Big Data Use Cases: In this tutorial, we will discuss real-life case studies of Big data, Hadoop, Apache Spark and Apache Flink. This tutorial will instruct about the several assorted big data use cases where the industry is using different Big Data tools (like Hadoop, Spark, Flink, etc.) to solve certain problems. Learn from the real case studies how to solve challenges related to Big Data. Flink use cases are mostly aimed at real-time analytics, while Apache Spark use cases are fixed on problematic computational machine learning algorithm implementations. Apache Hadoop use cases concentrate on handling massive volumes of data efficiently.
Big data Use Cases
This segment of the tutorial will provide you a detailed description of real-life big data use cases and big data applications in various domains–
Credit Card Fraud Detection
As many people are using a credit card nowadays, so it has become very necessary to protect people from frauds. It has become a big task for Credit card companies to identify whether the requested transaction is fraudulent or not.
A credit card transaction roughly takes 2-4 seconds to complete. Hence the companies need an innovative solution to identify the transactions which may appear as a fraud in this small time and thus protect their customers from becoming its victim.
An unusual number of clicks from the same IP address or a pattern in the access times — although this is the most obvious and easily identified form of click scam, it is amazing how many frauds still use this method, particularly for quick attacks. They may prefer to strike over a long weekend when they figure you may not be watching your log files carefully, clicking on your advertisement repetitively so that when you return to work on Tuesday, your account is significantly drained. Part of this scam might be unintentional when a user tries to reload a page.

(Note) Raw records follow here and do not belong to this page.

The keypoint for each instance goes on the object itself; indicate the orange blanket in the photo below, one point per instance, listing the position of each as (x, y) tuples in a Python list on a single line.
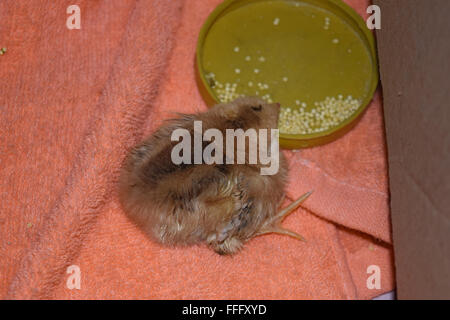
[(73, 101)]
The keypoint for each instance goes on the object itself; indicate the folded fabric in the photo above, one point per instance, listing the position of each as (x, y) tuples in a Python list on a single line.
[(73, 102)]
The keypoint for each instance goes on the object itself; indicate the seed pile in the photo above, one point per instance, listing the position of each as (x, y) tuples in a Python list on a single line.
[(323, 116)]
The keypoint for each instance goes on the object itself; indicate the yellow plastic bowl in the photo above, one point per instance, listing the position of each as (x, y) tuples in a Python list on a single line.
[(323, 47)]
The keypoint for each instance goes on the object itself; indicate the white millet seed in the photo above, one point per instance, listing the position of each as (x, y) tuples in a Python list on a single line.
[(325, 115)]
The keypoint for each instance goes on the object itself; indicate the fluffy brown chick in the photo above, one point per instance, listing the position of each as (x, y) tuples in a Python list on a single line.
[(223, 205)]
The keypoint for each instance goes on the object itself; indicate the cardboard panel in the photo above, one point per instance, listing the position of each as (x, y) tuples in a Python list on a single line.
[(414, 53)]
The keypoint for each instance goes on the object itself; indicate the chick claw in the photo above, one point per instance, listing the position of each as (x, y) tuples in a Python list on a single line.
[(274, 225)]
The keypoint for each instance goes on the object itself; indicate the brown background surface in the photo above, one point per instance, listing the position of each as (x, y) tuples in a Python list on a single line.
[(414, 53)]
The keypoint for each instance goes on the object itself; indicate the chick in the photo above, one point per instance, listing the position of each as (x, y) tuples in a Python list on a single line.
[(222, 205)]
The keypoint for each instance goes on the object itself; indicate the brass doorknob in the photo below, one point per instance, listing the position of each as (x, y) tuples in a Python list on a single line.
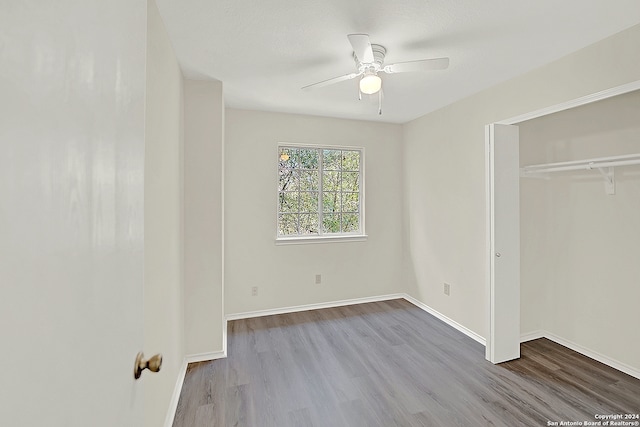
[(153, 364)]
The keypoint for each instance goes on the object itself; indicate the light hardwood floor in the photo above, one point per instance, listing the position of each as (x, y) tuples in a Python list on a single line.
[(390, 364)]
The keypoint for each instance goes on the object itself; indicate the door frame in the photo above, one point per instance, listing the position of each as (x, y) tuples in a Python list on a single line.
[(490, 174)]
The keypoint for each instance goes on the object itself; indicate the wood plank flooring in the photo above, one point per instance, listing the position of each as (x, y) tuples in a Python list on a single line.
[(390, 364)]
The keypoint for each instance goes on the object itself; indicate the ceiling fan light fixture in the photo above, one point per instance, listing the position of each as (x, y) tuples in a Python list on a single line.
[(370, 84)]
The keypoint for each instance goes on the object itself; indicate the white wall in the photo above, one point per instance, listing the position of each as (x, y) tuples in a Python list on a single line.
[(285, 274), (72, 85), (203, 217), (580, 255), (445, 177), (163, 219)]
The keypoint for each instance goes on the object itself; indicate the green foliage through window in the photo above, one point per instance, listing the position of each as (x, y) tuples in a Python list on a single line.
[(319, 191)]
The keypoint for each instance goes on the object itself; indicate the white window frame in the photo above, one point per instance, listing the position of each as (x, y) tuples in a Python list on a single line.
[(359, 235)]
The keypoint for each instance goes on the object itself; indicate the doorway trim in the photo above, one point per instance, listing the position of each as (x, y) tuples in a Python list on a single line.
[(490, 172)]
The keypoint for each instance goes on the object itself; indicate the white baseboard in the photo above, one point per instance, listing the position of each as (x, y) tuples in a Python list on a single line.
[(445, 319), (294, 309), (533, 335), (620, 366), (173, 404)]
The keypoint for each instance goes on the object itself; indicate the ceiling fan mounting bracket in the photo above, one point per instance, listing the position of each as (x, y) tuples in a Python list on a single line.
[(379, 53)]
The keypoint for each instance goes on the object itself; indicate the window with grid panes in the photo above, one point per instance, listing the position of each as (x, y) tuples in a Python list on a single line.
[(319, 191)]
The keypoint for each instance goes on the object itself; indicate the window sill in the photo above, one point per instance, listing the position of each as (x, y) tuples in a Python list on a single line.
[(320, 239)]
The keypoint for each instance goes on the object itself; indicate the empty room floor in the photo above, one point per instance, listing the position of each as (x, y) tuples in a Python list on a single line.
[(391, 364)]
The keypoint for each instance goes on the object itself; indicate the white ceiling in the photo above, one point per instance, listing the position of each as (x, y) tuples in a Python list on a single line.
[(264, 51)]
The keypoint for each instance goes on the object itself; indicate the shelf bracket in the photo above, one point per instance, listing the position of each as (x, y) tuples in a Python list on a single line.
[(609, 179)]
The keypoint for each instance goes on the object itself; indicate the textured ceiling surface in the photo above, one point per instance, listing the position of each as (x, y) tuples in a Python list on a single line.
[(265, 51)]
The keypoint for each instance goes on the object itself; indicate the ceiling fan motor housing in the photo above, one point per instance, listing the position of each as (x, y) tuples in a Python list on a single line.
[(378, 59)]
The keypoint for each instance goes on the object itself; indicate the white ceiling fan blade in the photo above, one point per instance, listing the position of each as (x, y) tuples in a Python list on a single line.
[(420, 65), (332, 81), (361, 47)]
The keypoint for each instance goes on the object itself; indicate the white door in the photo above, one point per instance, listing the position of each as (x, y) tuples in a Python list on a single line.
[(71, 212), (503, 257)]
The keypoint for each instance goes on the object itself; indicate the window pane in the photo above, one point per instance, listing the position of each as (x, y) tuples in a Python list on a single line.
[(350, 181), (288, 180), (286, 157), (309, 201), (288, 202), (331, 223), (350, 223), (331, 181), (350, 202), (309, 223), (330, 201), (303, 172), (309, 180), (288, 224), (331, 159), (351, 160), (308, 158)]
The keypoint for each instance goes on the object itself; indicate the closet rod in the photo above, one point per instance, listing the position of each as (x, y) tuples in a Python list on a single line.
[(604, 162)]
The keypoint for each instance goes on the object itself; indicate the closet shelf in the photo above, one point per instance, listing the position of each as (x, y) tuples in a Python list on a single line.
[(604, 165)]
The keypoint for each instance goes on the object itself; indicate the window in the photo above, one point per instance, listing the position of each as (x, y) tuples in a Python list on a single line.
[(319, 192)]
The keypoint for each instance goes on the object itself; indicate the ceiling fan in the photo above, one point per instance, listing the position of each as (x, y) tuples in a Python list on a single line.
[(369, 59)]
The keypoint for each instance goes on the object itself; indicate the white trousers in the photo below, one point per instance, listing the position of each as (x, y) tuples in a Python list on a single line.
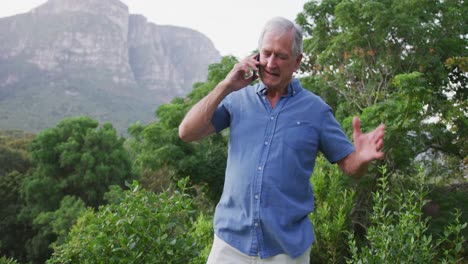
[(223, 253)]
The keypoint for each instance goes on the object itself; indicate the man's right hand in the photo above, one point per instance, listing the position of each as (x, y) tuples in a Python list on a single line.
[(240, 75)]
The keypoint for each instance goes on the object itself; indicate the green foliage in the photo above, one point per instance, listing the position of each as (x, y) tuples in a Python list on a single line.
[(398, 233), (397, 62), (59, 222), (203, 232), (158, 148), (334, 201), (76, 158), (14, 166), (70, 158), (144, 228), (5, 260)]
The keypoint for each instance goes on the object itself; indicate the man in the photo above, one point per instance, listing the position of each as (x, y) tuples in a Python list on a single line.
[(276, 130)]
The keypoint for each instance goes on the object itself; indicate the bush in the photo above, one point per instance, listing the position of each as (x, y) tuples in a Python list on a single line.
[(398, 233), (5, 260), (204, 234), (144, 228), (334, 201)]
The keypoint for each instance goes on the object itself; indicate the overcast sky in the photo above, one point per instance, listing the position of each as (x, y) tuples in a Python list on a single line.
[(232, 25)]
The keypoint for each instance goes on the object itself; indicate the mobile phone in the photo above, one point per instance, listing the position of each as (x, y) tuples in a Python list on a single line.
[(255, 76)]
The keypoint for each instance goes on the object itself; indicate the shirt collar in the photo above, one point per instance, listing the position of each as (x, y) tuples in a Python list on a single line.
[(294, 88)]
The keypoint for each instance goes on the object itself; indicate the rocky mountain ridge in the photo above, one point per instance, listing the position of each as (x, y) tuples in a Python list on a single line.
[(92, 57)]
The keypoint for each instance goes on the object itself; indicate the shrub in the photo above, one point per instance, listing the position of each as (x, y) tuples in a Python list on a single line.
[(398, 233), (144, 228), (331, 219), (204, 234)]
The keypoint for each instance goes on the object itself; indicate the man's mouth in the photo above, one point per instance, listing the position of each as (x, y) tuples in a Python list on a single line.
[(271, 73)]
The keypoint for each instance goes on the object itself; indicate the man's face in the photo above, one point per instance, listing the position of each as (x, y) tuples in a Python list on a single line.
[(277, 61)]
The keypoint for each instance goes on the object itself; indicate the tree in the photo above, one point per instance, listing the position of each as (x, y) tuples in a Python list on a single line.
[(359, 48), (144, 227), (76, 159), (14, 166), (159, 148)]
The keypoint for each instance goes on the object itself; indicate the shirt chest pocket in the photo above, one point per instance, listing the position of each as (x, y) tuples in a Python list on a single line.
[(300, 135)]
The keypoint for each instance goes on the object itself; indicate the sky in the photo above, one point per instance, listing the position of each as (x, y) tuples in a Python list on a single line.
[(232, 25)]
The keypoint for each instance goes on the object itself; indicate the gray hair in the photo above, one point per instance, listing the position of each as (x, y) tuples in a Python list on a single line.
[(281, 25)]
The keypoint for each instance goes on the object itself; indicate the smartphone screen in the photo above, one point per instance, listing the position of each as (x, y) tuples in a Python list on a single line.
[(255, 75)]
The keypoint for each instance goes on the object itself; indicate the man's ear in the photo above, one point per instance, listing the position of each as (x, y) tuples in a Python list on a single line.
[(298, 62)]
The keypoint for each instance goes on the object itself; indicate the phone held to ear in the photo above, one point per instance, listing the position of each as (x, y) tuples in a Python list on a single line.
[(255, 75)]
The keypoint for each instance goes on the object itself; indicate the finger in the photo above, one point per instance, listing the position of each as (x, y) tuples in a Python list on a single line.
[(356, 126), (379, 145)]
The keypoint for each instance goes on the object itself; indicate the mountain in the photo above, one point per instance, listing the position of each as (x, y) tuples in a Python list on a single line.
[(91, 57)]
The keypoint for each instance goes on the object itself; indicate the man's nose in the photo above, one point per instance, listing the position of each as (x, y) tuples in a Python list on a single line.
[(271, 61)]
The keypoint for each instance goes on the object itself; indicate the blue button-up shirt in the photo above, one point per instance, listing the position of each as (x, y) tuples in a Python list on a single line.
[(267, 195)]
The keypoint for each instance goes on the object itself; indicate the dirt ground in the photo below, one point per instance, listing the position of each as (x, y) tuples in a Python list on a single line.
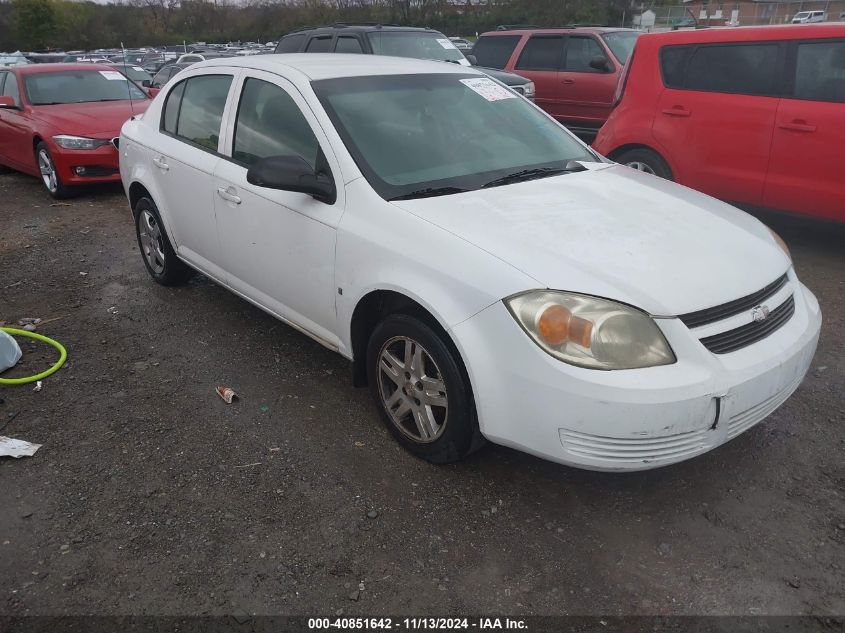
[(151, 496)]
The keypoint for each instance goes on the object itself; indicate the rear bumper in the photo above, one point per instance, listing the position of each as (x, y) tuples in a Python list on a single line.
[(631, 419), (80, 167)]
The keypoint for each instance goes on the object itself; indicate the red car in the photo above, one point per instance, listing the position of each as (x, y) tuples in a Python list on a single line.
[(751, 115), (61, 122), (575, 70)]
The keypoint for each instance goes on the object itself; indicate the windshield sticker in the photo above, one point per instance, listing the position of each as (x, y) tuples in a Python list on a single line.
[(112, 75), (488, 89)]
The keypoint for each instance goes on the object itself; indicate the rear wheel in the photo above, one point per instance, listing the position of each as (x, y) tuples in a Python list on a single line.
[(50, 175), (421, 390), (647, 161), (159, 257)]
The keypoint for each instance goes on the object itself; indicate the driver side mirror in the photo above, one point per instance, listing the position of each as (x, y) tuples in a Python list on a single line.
[(292, 173)]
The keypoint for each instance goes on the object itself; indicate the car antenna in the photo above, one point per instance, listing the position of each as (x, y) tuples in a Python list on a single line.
[(128, 87)]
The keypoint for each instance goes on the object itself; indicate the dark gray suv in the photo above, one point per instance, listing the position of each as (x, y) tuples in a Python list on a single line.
[(398, 41)]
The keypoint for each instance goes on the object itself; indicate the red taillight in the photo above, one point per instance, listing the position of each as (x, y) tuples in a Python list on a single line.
[(623, 80)]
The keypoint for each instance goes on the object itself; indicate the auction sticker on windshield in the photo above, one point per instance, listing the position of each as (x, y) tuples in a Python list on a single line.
[(488, 89)]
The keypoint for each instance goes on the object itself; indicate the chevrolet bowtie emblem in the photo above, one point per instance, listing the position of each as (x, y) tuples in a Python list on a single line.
[(760, 313)]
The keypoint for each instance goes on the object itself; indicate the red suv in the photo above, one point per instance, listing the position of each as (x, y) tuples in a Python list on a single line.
[(575, 70), (751, 115)]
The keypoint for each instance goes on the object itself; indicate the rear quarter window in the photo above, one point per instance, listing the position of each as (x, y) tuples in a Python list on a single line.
[(494, 51)]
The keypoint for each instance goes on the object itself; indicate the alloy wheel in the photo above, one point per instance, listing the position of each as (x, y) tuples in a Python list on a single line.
[(48, 171), (149, 234), (412, 390)]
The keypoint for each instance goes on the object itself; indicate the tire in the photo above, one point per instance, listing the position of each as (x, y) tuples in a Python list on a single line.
[(408, 392), (157, 253), (647, 161), (49, 176)]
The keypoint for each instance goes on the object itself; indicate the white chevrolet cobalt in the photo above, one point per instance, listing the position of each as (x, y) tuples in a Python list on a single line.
[(486, 272)]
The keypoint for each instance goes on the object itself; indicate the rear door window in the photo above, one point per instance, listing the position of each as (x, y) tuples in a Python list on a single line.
[(541, 53), (320, 45), (291, 43), (494, 51), (820, 71), (749, 69), (580, 51), (201, 109)]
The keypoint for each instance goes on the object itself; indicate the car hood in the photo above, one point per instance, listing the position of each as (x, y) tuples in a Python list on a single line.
[(614, 232), (89, 119)]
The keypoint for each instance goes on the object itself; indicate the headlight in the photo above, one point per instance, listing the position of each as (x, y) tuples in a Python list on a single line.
[(78, 142), (779, 241), (590, 332)]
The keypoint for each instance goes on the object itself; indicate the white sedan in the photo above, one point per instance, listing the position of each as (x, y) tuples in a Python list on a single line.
[(488, 274)]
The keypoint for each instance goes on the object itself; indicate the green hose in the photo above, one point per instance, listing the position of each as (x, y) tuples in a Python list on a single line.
[(43, 374)]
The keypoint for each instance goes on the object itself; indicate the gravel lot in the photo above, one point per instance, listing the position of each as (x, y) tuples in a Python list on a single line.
[(151, 496)]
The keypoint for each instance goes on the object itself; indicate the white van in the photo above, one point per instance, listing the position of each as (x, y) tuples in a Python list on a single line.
[(805, 17)]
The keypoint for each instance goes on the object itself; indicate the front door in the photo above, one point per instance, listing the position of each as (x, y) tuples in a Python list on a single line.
[(805, 170), (278, 247)]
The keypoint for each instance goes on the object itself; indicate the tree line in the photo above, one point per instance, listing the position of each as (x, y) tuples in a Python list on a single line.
[(37, 25)]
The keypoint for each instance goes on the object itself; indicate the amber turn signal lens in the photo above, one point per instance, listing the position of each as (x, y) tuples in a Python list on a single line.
[(557, 325), (553, 325)]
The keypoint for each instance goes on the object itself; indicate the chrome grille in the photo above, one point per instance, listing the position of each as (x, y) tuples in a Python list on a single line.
[(745, 335)]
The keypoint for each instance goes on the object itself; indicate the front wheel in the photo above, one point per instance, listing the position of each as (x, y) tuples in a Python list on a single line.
[(50, 175), (647, 161), (421, 390)]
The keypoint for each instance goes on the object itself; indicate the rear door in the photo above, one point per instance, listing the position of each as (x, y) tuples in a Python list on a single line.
[(805, 170), (540, 61), (716, 115), (586, 92), (183, 162)]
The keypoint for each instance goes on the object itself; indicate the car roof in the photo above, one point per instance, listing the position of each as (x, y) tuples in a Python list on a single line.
[(33, 69), (747, 33), (360, 28), (560, 29), (318, 66)]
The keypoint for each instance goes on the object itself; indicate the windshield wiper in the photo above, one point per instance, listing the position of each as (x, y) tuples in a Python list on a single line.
[(531, 174), (429, 192)]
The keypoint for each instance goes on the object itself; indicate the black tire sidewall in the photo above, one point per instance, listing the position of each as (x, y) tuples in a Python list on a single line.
[(62, 191), (461, 426), (175, 270), (650, 158)]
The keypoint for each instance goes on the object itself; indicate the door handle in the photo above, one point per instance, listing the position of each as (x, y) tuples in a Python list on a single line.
[(229, 195), (677, 111), (798, 125)]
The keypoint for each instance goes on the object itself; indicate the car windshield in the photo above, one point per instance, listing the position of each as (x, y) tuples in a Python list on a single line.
[(435, 134), (417, 44), (80, 86), (621, 43)]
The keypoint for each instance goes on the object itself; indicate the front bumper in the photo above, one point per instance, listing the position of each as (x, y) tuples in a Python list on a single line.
[(97, 165), (631, 419)]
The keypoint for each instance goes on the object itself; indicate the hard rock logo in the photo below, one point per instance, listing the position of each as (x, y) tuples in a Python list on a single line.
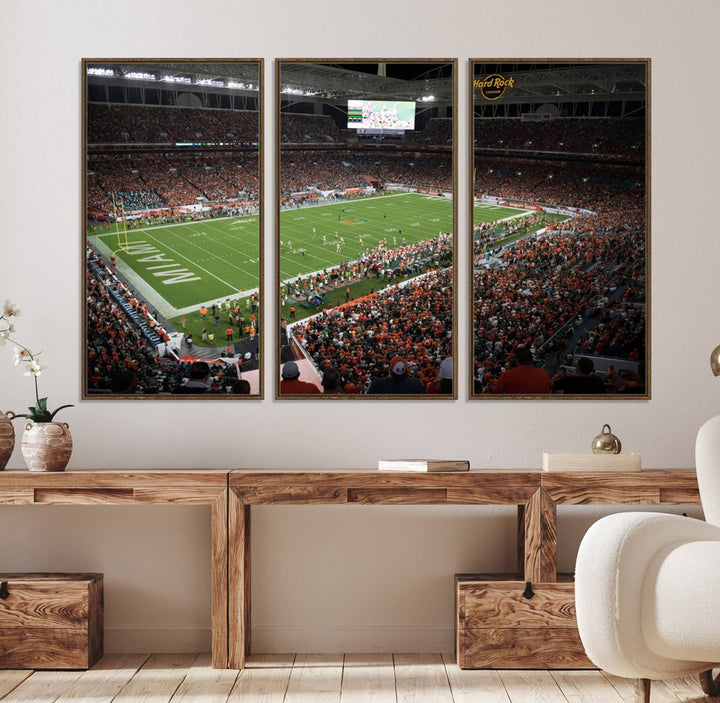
[(494, 86)]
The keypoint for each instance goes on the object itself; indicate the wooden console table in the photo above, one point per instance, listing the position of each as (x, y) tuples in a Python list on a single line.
[(200, 487), (536, 494), (231, 495)]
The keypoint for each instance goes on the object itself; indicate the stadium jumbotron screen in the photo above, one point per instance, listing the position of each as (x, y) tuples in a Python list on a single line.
[(381, 115)]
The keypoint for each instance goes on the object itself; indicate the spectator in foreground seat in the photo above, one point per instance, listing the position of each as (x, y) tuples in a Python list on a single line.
[(523, 379), (398, 382), (291, 383), (582, 382)]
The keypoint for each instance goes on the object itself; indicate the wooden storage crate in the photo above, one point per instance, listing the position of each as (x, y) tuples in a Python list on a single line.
[(50, 621), (497, 627)]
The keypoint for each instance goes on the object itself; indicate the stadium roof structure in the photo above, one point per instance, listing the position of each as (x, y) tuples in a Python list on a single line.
[(397, 81), (229, 75), (578, 82)]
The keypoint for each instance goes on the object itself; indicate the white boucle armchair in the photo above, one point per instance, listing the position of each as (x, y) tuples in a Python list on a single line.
[(647, 586)]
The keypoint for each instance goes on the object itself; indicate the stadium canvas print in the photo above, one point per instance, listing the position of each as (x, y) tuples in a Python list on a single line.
[(366, 228), (560, 231), (173, 233)]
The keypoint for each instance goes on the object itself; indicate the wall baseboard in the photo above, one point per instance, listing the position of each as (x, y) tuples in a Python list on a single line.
[(274, 640), (351, 638), (150, 640)]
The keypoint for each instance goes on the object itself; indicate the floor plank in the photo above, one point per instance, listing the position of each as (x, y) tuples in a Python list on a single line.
[(105, 680), (421, 677), (316, 678), (158, 680), (474, 685), (531, 687), (42, 687), (10, 679), (368, 678), (264, 680), (203, 684), (659, 692), (586, 687)]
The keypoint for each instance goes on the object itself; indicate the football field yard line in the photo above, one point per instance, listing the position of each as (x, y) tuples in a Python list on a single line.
[(418, 215), (214, 256), (193, 263)]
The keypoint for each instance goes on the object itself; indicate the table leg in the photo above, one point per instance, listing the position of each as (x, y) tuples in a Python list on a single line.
[(219, 581), (537, 538), (238, 582)]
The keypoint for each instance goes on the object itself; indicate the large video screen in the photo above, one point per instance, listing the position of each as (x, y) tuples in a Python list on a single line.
[(381, 115)]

Once again if you have made any transaction from Hyderabad today and the very next minute there is a transaction from your card in Malaysia. Then there are options that this transaction may be a fraud and not done by you. Hence companies need to process the data in real-time (Data in Motion analytics DIM) and analyze it against individual history in a very short period and identify whether the transaction is a fraud or not. Therefore, companies can accept or decline the transaction based on the severity.
To handle the data streams, we need streaming engines like Apache Flink. The streaming engine can utilize the real-time data streams at very high efficiency and process the data in low latency (without any delay).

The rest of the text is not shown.